The most dangerous pandemic to strike the world since the 1918 influenza outbreak, the coronavirus known as COVID-19, may have catastrophic effects on the U.S. health care system, our population and the economy.
There are few knowns, as the pandemic has not yet reached its peak and won’t for months. But new research by Andrew G. Atkeson, a consultant to the Federal Reserve Bank of Minneapolis, gives a basic model for economists and policymakers to use when projecting the economic consequences of COVID-19 progression scenarios.
According to the Minneapolis Fed: “The model focuses on the economic trade-off between disease progression and disease suppression through social distancing, focusing particular attention on the economic impact once active infection exceeds one percent of the U.S. population and 10 percent , as well as 18-month cumulative consequences.”
Atkeson draws several conclusions by using a SIR model of the progression of the disease over the next 12-18 months.
A SIR model is one of the simplest compartmental models, a technique used to simplify the mathematical modeling of infectious disease, with S standing for the number susceptible, I for the number of infectious and Rfor the number of recovered, deceased or immune individuals. The model has been proven to be reasonably predictive for a number of infectious diseases transmitted from human to human with recovery conveying lasting resistance.
How an epidemic plays out over time is determined by the transition rates between the three states. These transition rates are determined by characteristics of the underlying disease and by the extent of mitigation and social distancing measures imposed.
Even putting aside concerns about public health, it appears that there is a significant economic tradeoff whether or not we impose social distancing — the economic costs of strong social distancing measures imposed for an entire 12-18 months on the one hand or the economic costs of a large cumulative burden of lost work time.
The main conclusion is that even putting aside concerns about public health, the model predicts significant economic tradeoff whether or not we impose social distancing.
Even under severe social distancing scenarios, it is likely that the health system will be overwhelmed, which is indicated to happen when the portion of the U.S. population actively infected and suffering from the disease reaches one percent or about 3.3 million current cases.
More severe mitigation efforts push the date at which this happens back from six months from now to 12 months from now or more, perhaps allowing time to invest heavily in the resources needed to care for the sick. It’s clear that to avoid a health care catastrophe as is currently being experienced in Italy, prolonged severe social distancing measures will need to be combined with a massive investment in health care capacity.
The graph below plots the corresponding paths for cumulative cases and actively infected as a fraction of the population over the 18 months.

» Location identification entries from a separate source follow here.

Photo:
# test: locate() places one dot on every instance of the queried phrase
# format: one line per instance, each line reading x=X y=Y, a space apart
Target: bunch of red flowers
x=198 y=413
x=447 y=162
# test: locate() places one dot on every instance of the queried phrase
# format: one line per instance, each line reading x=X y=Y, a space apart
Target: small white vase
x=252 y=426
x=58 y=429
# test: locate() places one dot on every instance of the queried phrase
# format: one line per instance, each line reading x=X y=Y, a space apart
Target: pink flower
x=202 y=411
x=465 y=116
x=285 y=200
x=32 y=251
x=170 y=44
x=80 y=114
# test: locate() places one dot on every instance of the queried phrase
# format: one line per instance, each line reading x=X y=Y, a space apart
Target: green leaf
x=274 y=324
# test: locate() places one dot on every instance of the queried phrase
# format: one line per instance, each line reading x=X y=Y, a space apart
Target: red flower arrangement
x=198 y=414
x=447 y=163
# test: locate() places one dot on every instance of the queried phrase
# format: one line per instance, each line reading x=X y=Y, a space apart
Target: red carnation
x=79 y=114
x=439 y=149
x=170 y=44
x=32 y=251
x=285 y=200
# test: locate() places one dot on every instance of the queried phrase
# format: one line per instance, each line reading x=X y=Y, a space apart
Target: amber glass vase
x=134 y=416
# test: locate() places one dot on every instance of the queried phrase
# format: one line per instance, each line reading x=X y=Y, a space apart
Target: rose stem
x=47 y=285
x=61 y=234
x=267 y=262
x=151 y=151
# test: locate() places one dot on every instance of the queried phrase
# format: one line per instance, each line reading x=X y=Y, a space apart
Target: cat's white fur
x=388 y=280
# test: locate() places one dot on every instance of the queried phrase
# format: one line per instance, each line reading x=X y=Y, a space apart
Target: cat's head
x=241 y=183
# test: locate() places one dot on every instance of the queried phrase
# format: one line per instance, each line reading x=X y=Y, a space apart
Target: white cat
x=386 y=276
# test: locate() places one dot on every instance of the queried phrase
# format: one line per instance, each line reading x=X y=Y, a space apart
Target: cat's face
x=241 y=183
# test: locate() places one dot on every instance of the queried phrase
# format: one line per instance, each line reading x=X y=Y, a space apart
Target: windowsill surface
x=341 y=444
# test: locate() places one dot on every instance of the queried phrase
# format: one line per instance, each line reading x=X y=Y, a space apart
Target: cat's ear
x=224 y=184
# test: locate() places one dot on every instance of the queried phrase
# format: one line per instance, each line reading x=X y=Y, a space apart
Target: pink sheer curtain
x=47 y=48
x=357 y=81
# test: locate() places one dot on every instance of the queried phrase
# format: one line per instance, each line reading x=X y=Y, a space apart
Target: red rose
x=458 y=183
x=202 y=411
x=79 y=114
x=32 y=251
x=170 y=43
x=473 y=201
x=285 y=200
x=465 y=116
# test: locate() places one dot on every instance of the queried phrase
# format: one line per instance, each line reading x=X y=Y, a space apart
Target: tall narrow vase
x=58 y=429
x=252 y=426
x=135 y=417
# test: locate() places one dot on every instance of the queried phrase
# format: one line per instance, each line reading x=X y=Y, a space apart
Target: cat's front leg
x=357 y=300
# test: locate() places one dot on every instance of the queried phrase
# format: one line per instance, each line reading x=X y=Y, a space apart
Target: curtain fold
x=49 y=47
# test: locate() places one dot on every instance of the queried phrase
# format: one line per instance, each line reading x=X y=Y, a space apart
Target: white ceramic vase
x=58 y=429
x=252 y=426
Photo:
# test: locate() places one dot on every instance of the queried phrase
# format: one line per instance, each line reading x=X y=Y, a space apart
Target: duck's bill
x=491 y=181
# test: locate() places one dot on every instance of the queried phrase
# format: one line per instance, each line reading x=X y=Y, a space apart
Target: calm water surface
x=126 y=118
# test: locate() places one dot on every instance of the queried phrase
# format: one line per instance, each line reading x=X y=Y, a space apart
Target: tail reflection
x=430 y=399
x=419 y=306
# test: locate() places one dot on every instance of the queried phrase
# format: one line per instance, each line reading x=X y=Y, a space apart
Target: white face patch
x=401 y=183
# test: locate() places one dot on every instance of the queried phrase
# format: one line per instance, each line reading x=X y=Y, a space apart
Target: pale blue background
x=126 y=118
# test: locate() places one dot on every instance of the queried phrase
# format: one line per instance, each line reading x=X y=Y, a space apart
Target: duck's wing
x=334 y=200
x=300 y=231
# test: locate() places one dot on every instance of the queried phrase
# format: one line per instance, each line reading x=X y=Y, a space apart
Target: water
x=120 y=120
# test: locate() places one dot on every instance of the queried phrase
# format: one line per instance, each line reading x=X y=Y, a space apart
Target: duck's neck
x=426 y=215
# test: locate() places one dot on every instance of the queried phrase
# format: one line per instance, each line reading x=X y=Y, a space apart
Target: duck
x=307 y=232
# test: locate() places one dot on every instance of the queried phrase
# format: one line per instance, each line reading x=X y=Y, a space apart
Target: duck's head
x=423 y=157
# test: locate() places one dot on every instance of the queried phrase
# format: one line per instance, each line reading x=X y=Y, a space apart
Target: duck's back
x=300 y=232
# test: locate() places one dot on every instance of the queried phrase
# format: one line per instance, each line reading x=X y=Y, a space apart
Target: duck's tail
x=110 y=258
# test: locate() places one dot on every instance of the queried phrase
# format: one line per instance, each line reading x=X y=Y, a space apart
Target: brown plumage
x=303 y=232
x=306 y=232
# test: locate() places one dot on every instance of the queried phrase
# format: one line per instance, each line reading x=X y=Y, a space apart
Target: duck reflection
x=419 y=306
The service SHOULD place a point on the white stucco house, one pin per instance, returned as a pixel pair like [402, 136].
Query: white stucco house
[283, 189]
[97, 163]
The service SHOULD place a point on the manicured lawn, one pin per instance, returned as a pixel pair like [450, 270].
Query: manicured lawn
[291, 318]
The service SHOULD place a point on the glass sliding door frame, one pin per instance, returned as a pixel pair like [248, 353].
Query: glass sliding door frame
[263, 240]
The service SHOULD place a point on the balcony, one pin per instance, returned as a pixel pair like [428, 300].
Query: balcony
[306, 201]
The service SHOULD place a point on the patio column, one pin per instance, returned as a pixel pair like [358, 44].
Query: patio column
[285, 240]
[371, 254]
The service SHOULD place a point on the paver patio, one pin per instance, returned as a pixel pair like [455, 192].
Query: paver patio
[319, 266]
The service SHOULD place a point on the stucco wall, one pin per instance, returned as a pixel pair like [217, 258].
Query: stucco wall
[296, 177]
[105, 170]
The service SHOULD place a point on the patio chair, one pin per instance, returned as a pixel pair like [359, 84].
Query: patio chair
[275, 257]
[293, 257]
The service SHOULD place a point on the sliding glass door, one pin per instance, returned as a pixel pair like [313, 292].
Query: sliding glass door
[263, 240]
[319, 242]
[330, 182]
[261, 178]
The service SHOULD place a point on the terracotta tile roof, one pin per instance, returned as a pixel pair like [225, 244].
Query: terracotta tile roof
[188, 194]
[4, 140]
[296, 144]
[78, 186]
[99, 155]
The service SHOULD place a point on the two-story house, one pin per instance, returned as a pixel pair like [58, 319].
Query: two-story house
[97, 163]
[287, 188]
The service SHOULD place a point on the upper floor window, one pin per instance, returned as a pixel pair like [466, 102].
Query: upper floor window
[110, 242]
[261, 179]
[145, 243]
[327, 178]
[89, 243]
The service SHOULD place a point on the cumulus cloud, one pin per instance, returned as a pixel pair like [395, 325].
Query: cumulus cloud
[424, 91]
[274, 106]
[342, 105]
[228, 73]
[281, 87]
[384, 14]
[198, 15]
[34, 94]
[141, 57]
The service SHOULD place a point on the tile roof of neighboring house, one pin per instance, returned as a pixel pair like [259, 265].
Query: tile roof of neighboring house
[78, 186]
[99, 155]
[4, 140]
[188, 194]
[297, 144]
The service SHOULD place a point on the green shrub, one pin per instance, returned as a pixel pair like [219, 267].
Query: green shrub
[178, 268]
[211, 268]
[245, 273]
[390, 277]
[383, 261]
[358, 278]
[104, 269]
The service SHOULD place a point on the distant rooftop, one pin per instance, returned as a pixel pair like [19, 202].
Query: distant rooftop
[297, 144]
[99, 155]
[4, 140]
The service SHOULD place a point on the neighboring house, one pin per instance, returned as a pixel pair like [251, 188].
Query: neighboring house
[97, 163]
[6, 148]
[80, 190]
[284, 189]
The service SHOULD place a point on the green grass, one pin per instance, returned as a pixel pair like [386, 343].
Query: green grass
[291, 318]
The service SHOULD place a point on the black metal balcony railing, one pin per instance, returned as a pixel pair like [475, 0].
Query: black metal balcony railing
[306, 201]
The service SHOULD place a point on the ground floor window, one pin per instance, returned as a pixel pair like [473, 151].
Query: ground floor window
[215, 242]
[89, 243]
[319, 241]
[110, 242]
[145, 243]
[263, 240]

The results of this simulation show remarkably small benefits to speedy application of mitigation measures in terms of reducing the peak fraction of the population infected. The primary benefit of speedy mitigation appears to be in delaying that period of peak infection.
Under almost all of the scenarios considered, at the peak of the disease progression, between 10 percent and 20 percent of the population, a range of 33 to 66 million people, will suffer from an active infection at the same time. This level of infection in the population will likely require a significant diversion of the workforce from work to either self-quarantine and recuperation or caring for these sick individuals for a period of weeks or more.
It is also likely that all of this would have to occur without adequate support from the health care system for those with dire cases of the disease even if we implement a large investment in healthcare. In the model simulations, this peak infection period occurs between 7-14 months from now. It is imperative to try to understand how critical healthcare, economic, and financial infrastructure would function in a period of such concentrated disease burden should this come to pass.
Several of the countries that experienced the disease early, including China, are relaxing the most severe mitigation efforts, Atkeson advises the move is unwise. Atkesons’s model, as demonstrated in the graph below, predicts that once mitigation efforts are relaxed, the disease simply restarts its rapid progression early in the second year.
Under those circumstances, COVD-19 reaches its peak infection rate about 450 days from now. A sustained mitigation effort will be required to capitalize on this success on early and short-term efforts.
The conclusions from Atkeson’s simple model are in line with those of the much more complex models that have been used by epidemiologists in advising governors, the president, and U.K. policymakers on emergency public health measures imposed over recent weeks.
Atkeson urges careful analysis of economic consequences of current mitigation steps “so that the economic trade-offs between public health and the economy can be considered quantitatively.” This will require open discussion between economists and public health experts, and between economic policymakers and the public.